Flexible Zn2SnO4/MnO2 Core/Shell Nanocable−Carbon Microfiber Hybrid Composites for High-Performance Supercapacitor Electrodes

• Published in: Nano letters Vol. 11; no. 3; pp. 1215 - 1220
• Main Authors: Bao, Lihong, Zang, Jianfeng, Li, Xiaodong
• Format: Journal Article
• Language: English
• Published: Washington, DC American Chemical Society 09.03.2011
• Subjects: Condensed matter: structure, mechanical and thermal properties; Cross-disciplinary physics: materials science; rheology; Exact sciences and technology; Low-dimensional structures (superlattices, quantum well structures, multilayers): structure, and nonelectronic properties; Materials science; Methods of nanofabrication; Physics; Surfaces and interfaces; thin films and whiskers (structure and nonelectronic properties); MnO2; Supercapacitor; Zn2SnO4 nanowire; carbon microfiber; flexible; composite; High density; Core shell structure; Thick films; Energy density; Nanocable; Nanostructures; Coatings; Carbon; Cyclic voltammetry; Nanometer scale; Manganese oxides; Composite materials; Aqueous solutions; High energy; Zinc Stannates; Capacitance; Surface area; Current density; Nanomaterial synthesis
• ISSN: 1530-6984; 1530-6992; 1530-6992
• DOI: 10.1021/nl104205s

We demonstrate the design and fabrication of a novel flexible nanoarchitecture by facile coating ultrathin (several nanometers thick) films of MnO2 to highly electrical conductive Zn2SnO4 (ZTO) nanowires grown radially on carbon microfibers (CMFs) to achieve high specific capacitance, high-energy density, high-power density, and long-term life for supercapacitor electrode applications.
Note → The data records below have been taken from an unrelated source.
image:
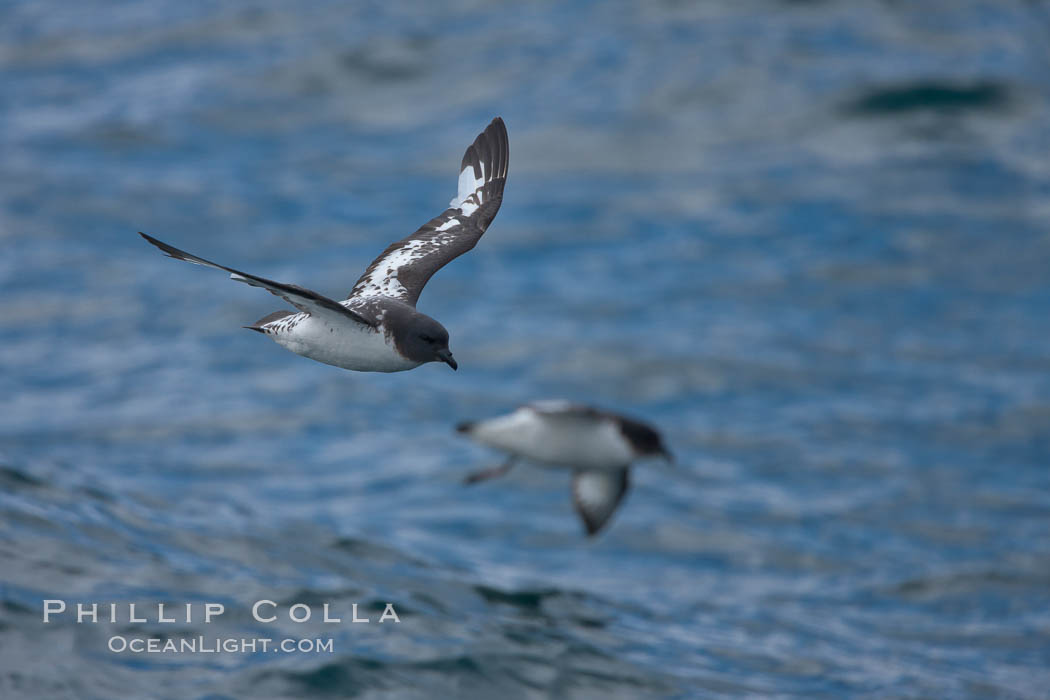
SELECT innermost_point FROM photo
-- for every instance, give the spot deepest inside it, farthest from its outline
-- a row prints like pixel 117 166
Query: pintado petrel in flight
pixel 377 327
pixel 599 447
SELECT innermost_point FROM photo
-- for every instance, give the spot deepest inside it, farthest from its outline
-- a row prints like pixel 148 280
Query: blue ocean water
pixel 809 240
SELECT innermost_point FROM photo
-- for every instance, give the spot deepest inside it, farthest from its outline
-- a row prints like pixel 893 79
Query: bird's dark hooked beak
pixel 446 357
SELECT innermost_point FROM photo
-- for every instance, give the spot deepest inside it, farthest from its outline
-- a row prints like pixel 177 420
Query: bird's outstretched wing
pixel 300 297
pixel 405 266
pixel 595 495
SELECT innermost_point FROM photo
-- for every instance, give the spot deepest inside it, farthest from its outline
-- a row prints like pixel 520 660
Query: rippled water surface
pixel 806 239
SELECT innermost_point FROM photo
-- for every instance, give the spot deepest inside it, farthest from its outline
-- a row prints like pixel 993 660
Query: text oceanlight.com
pixel 264 612
pixel 122 644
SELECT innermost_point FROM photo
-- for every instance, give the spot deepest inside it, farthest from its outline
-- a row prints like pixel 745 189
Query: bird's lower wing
pixel 303 299
pixel 404 268
pixel 595 495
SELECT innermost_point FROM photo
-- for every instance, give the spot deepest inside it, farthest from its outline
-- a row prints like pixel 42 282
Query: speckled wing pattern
pixel 303 299
pixel 404 267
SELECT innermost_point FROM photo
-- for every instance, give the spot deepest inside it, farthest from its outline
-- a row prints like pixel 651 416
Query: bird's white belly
pixel 348 345
pixel 591 444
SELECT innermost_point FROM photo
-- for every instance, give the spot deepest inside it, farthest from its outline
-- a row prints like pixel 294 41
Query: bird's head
pixel 425 340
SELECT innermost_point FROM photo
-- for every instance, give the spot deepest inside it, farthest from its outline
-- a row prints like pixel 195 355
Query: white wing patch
pixel 468 197
pixel 383 281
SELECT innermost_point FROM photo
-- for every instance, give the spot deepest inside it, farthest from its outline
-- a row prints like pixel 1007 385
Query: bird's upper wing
pixel 595 495
pixel 405 267
pixel 301 298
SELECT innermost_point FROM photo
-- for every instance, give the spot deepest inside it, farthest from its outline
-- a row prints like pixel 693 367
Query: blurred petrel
pixel 599 447
pixel 377 327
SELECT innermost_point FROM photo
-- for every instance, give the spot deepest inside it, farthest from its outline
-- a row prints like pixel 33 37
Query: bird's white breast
pixel 576 442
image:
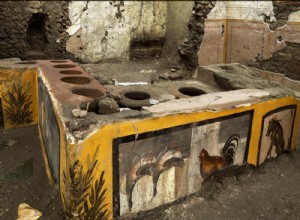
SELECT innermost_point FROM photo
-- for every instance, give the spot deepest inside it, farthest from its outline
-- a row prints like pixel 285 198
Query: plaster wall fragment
pixel 108 27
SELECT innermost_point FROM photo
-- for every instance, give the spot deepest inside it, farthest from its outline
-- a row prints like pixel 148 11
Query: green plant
pixel 18 102
pixel 85 201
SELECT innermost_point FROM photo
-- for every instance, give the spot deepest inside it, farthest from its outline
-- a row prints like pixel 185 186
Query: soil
pixel 23 177
pixel 271 191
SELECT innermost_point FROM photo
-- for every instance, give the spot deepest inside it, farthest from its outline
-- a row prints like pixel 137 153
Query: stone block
pixel 126 163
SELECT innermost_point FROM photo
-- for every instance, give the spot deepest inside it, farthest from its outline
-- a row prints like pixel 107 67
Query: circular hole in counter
pixel 90 93
pixel 137 95
pixel 27 62
pixel 64 66
pixel 70 72
pixel 191 91
pixel 76 80
pixel 58 61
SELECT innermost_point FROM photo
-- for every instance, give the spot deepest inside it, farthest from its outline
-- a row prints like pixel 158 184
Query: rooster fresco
pixel 166 159
pixel 275 133
pixel 210 164
pixel 142 166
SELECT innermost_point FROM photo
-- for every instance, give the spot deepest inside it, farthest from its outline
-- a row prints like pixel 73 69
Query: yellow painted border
pixel 105 135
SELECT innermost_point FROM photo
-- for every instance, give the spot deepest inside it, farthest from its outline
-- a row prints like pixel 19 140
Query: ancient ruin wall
pixel 189 48
pixel 33 29
pixel 103 30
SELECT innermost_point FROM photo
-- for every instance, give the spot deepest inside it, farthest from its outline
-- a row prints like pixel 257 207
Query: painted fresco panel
pixel 277 130
pixel 161 167
pixel 49 130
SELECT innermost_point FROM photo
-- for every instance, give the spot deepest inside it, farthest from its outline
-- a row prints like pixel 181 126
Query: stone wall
pixel 103 30
pixel 285 61
pixel 244 31
pixel 34 29
pixel 189 48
The crystalline ZTO nanowires grown on CMFs were uniquely served as highly conductive cores to support a highly electrolytic accessible surface area of redox active MnO2 shells and also provide reliable electrical connections to the MnO2 shells. The maximum specific capacitances of 621.6 F/g (based on pristine MnO2) by cyclic voltammetry (CV) at a scan rate of 2 mV/s and 642.4 F/g by chronopotentiometry at a current density of 1 A/g were achieved in 1 M Na2SO4 aqueous solution. The hybrid MnO2/ZTO/CMF hybrid composite also exhibited excellent rate capability with specific energy of 36.8 Wh/kg and specific power of 32 kW/kg at current density of 40 A/g, respectively, and good long-term cycling stability (only 1.2% loss of its initial specific capacitance after 1000 cycles). These results suggest that such MnO2/ZTO/CF hybrid composite architecture is very promising for next generation high-performance supercapacitors.